A woman “trapped in her own body” after suffering a stroke has written a book about her ordeal using only her eyes.
Mia Austin, 29, suffered a stroke when she was 21 and this left her unable to speak. She can now only communicate through eye movement and a spelling chart.
After the stroke, Mia, from Wirral, North West England, was diagnosed with an extremely rare condition known as “locked in syndrome”, with doctors describing the condition as “the closest thing to being buried alive”.
She is paralysed from the neck down and has to be fed through a tube. As she is unable to speak, Mia uses a special computer to communicate, which recognises her eye gaze. In spite of her condition, she wrote a book using the special condition.
The book is titled “In the blink of an eye”. It was launched last Friday, April 27. In it, Mia shares her experiences of her ordeal with readers.
In the introduction, Mia writes:
I must have woken on the morning of November 16, 2009, totally oblivious as to what was going to happen because I’d been to work, as usual, nothing different, followed by the gym where I did my normal workout.
I went straight in to tell my mum how badly I’d done (at the gym) and she replied ‘There’s always tomorrow’. How ironic.
Welcome to my story all about me. Now you can get into the head of a stroke victim.
Doctors told the family to expect the worst and that Mia might not survive the night after she suffered a stroke and was put on a life support machine at Arrowe Park Hospital, Merseyside, in November 2018.
Just as doctors were preparing to switch the life support machine off, Mia opened her eyes and doctors realised that despite being completely immobile, she could still see, hear, and think as normal. Mia was diagnosed with “locked in syndrome” a week later.
Speaking of the book, Mia’s dad, Rick, said: “Personally, I feel incredibly proud of Mia. To write a book in quite literally a blink of an eye is outstanding. It took her around one year to write but it was a very laborious task, using her eyes to choose each letter.”
Her mother Carole, 62, said: “It was totally all Mia’s idea. She was in the hospital for around 14 months and writing poems and stories kept her on her alert and occupied. I think the idea stemmed from there really.”

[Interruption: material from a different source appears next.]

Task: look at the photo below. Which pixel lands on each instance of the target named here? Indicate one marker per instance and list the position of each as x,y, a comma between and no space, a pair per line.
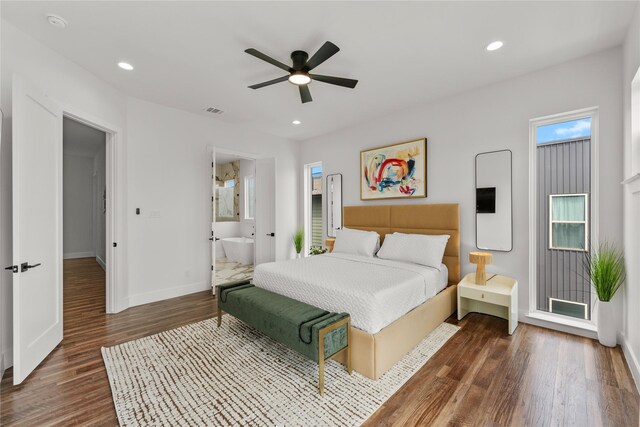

The family, including Mia’s brother Sam, 32, and sister Sophie, 25, all helped Mia using a spelling chart to write poems and short stories in the hospital.
Carole said: “As you can imagine using the spelling graph took forever, it was very tiring for her, it is so much easier now she has the special computer.
“In this book, Mia writes about her experiences and addresses all the questions everyone probably wants to know but are too polite to ask. I am so proud of her, from the start we have all maintained a sink and swim mentality to what has happened and Mia has proven just how brave and driven she is.”
Asides, writing a book, Mia completed a criminology course at Wirral Metropolitan College in 2017 before signing up for a forensics course with the Open University. This year she will begin another course in criminal justice.
Speaking of her achievements her dad said: “She’s a very determined young lady and has recently launched a campaign for disabled travellers. Before her stroke, she was a travel agent and she’s always campaigning or raising money for charity.”